Back when computers still weighed hundreds of pounds and were primarily used by the military, computer memory relied on cathode rays to retrieve information. But the Navy needed a faster computer that could run flight simulations in real time.
In stepped a team at the Massachusetts Institute of Technology. Led by professor Jay Forrester, the researchers developed a three-dimensional magnetic structure code-named Project Whirlwind.
The structure consisted of a plane made of wires and magnetic rings called cores. Each ring contained one bit of data. Every bit on the memory plane could be accessed with a single read-and-write cycle.
In short, magnetic core memory was the first random access memory that was practical, reliable and relatively high-speed.
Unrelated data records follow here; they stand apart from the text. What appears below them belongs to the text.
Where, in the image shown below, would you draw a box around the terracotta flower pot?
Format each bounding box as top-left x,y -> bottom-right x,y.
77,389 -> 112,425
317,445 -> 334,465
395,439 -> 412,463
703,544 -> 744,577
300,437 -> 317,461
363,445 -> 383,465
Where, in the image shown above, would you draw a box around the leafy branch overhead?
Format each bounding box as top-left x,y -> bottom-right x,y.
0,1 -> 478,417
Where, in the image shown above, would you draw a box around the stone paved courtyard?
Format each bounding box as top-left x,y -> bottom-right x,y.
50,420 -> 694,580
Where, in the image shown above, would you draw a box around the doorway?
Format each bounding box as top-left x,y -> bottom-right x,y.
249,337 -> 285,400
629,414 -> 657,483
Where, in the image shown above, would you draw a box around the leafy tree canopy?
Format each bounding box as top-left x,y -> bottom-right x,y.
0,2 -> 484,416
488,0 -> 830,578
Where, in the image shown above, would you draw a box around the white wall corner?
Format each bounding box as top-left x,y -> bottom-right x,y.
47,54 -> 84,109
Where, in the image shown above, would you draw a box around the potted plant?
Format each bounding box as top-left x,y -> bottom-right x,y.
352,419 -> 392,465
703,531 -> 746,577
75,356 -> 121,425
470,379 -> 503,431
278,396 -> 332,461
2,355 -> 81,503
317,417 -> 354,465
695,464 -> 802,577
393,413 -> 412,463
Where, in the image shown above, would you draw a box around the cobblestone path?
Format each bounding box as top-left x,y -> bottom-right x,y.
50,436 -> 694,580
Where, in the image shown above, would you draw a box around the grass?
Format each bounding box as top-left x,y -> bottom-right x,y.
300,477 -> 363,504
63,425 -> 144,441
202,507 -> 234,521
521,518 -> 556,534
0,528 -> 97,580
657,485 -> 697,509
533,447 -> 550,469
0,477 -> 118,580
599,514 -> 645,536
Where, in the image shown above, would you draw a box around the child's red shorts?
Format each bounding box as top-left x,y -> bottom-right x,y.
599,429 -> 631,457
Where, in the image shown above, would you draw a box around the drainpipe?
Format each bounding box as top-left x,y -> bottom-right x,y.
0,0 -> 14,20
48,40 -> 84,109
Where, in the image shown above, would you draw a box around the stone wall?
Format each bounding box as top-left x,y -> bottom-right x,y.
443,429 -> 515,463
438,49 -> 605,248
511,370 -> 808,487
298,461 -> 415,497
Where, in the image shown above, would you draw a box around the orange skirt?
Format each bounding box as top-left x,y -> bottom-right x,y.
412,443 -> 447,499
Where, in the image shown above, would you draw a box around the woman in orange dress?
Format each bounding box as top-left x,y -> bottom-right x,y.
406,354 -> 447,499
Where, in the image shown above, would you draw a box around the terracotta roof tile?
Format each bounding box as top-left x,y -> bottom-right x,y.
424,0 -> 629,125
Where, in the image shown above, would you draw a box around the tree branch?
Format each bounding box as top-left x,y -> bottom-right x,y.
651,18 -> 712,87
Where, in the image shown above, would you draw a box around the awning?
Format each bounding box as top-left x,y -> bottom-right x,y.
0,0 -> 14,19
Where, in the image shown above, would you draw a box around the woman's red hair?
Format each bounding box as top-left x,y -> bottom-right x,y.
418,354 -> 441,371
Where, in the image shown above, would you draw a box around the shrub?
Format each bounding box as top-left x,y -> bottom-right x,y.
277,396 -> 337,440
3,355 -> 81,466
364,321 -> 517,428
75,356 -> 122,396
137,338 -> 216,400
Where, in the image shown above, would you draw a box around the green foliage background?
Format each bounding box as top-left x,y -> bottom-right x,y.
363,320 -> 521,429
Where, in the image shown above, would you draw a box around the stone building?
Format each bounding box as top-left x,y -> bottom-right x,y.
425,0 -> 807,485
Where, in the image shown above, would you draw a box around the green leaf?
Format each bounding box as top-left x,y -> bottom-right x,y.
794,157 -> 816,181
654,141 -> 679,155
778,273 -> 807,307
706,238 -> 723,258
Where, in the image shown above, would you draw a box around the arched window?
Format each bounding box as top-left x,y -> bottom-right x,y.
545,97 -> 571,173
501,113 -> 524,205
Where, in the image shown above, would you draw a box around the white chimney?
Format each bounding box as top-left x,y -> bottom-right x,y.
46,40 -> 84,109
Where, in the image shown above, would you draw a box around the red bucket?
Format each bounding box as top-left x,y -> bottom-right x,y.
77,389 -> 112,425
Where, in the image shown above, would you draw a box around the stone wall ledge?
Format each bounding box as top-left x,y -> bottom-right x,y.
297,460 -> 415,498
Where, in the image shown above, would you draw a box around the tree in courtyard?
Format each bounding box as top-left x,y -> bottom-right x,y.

The time it took to request and retrieve information from memory was a microsecond — hundreds of thousands of times slower than memory today, but nonetheless a magnificent achievement in the 1950s.
“When we were working on this, in a million years we couldn’t imagine what would happen with memory,” said Bernard Widrow, who worked on Project Whirlwind with Forrester, in a 2009 interview with Edison Tech Center.
Forrester applied for a patent on his invention May 11, 1951. Project Whirlwind stayed active until 1959, though the technology was never used for a flight simulator.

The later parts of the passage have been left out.